In the afternoon, Professor Dusenberry, dressed in a frock coat and top hat, although he was at sea and the weather was warm, came into the wireless room. He wanted to send a message, he said, a wireless to London. He was very cautious about inquiring the price and all the details before he sat down to write out his dispatch. When it was completed he handed it to Jack with his thin fingers, and asked that it be dispatched at once. Then he retreated, or rather faded, from the wireless room. Jack scanned the message with thoughtful eyes. It seemed an odd radiogram for a college professor, such as he had heard Prof. Dusenberry was, to be sending. It read as follows:
"Meet me at three on the granite paving-stones. The weather is fine, but got no specimens. There is no suspicion as you have directed, but I'm afraid wrong."
F.
"Well, that's a fine muddle for somebody to make out when they get it," mused Jack, as he sent out a call for the Fowey Station.
"Must be some sort of a cipher the old fellow is using. He's a dry sort of old stick. Goodness! How scared he was when he saw that man lying outside his door. I thought he was going to faint or something."

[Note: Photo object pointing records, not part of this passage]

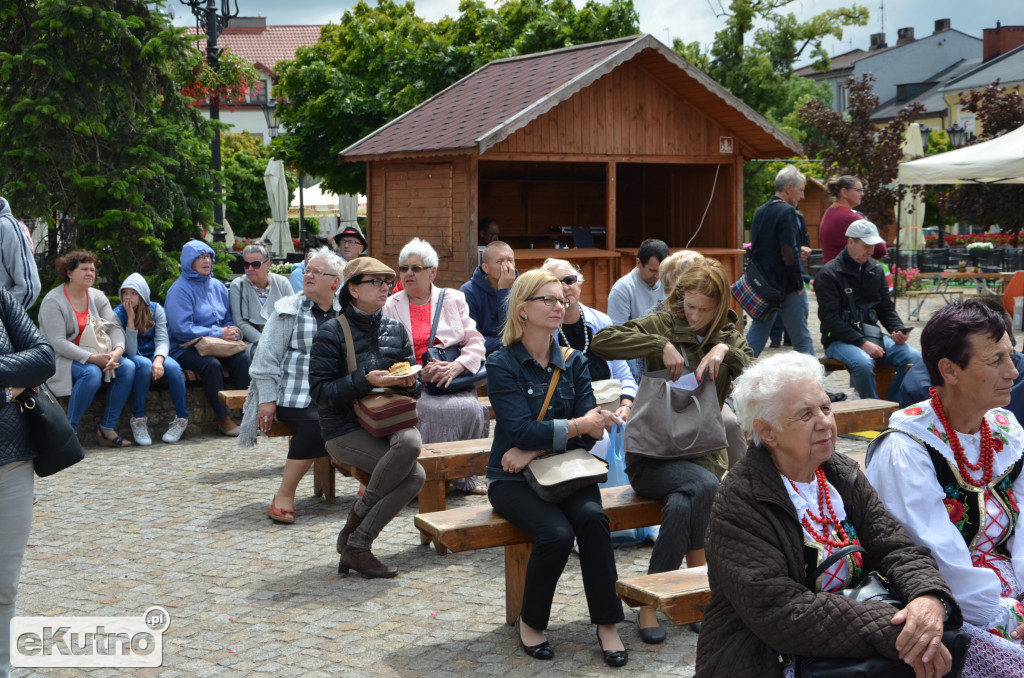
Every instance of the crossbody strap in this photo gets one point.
(566, 351)
(437, 315)
(349, 348)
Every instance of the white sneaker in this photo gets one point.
(175, 430)
(139, 430)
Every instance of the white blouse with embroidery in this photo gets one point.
(901, 471)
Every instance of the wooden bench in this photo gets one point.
(681, 594)
(863, 415)
(884, 374)
(473, 527)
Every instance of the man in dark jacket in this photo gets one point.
(853, 299)
(487, 292)
(775, 247)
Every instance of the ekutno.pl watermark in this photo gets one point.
(89, 641)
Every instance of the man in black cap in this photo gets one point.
(350, 243)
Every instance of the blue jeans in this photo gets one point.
(143, 378)
(862, 366)
(86, 379)
(794, 314)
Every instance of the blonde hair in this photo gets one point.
(674, 265)
(709, 278)
(524, 287)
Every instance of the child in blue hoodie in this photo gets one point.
(146, 345)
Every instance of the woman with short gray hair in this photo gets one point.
(254, 294)
(778, 516)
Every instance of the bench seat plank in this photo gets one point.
(681, 594)
(863, 415)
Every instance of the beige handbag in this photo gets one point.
(557, 475)
(95, 335)
(215, 346)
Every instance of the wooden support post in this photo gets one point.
(516, 557)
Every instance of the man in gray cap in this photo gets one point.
(853, 301)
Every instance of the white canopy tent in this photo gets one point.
(996, 161)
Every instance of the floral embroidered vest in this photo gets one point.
(966, 504)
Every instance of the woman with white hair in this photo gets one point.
(579, 328)
(778, 515)
(254, 294)
(280, 387)
(444, 415)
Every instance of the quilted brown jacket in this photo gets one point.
(760, 607)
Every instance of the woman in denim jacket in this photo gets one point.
(518, 376)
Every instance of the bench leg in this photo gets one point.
(516, 557)
(324, 479)
(431, 500)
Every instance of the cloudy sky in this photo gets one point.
(691, 19)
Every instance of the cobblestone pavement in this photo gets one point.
(183, 526)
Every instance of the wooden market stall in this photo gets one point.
(621, 139)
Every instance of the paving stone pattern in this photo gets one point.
(184, 526)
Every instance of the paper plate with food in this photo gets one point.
(402, 370)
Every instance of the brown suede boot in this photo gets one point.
(351, 524)
(363, 561)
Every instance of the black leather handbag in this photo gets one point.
(49, 431)
(463, 382)
(875, 588)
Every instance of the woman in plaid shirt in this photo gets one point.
(280, 388)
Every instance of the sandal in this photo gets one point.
(116, 441)
(280, 515)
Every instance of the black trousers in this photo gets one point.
(211, 374)
(553, 527)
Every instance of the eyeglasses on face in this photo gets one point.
(376, 282)
(551, 301)
(318, 273)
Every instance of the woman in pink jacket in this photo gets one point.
(456, 415)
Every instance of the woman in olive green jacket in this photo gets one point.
(698, 329)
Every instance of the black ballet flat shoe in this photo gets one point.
(651, 635)
(542, 651)
(613, 658)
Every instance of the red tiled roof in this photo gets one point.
(499, 98)
(264, 46)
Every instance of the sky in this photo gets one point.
(691, 19)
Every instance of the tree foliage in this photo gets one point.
(94, 130)
(755, 62)
(379, 61)
(999, 111)
(855, 144)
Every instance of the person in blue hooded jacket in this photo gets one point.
(146, 345)
(198, 305)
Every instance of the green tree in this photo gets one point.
(94, 130)
(855, 144)
(754, 64)
(379, 61)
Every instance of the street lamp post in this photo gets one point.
(213, 24)
(273, 128)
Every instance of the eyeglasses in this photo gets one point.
(376, 282)
(551, 301)
(318, 273)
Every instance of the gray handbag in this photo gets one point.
(669, 422)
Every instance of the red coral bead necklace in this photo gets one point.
(987, 458)
(824, 506)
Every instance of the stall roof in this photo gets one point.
(505, 95)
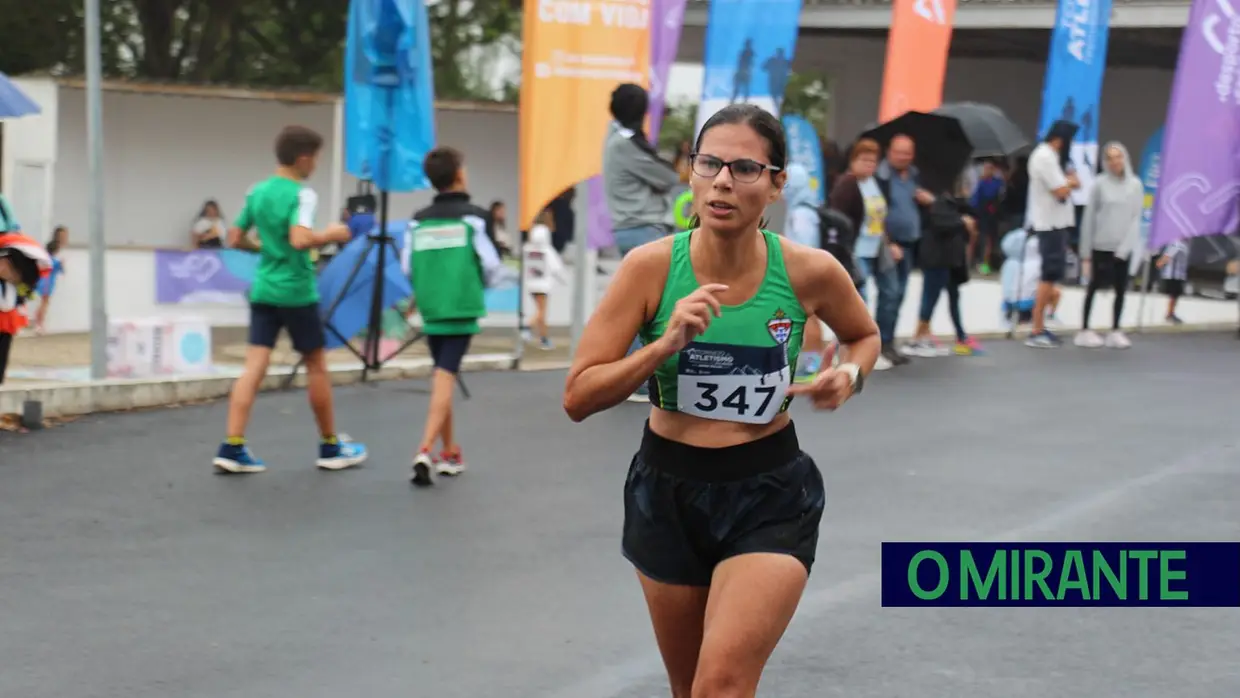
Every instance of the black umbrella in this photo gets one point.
(941, 146)
(987, 127)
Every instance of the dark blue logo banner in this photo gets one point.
(1062, 574)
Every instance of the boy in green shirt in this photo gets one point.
(285, 296)
(450, 259)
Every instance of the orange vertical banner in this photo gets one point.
(575, 53)
(916, 56)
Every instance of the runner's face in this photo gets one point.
(724, 202)
(863, 166)
(1115, 161)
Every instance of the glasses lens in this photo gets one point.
(707, 166)
(747, 170)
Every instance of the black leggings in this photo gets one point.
(1107, 270)
(5, 345)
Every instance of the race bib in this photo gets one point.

"Wonder what sort of a cipher that is," mused Jack, as he waited for an answer to his call. "Looks to me as if it's one of those numerical ciphers where every second or third or fourth or fifth word is taken from the context and composes a message. Guess I'll try and work it out some time. It'll be something to do. And, hullo, he signs himself 'F'."
Jack looked up at the printed passenger-list that hung before him. "Professor F. Dusenberry" was the last of the "D's"
"His initial," thought Jack, "but it's a funny coincidence that it should be the same as that of the man the diamond merchant was warned to watch out for, and that it should have been the professor's door outside of which he was struck down."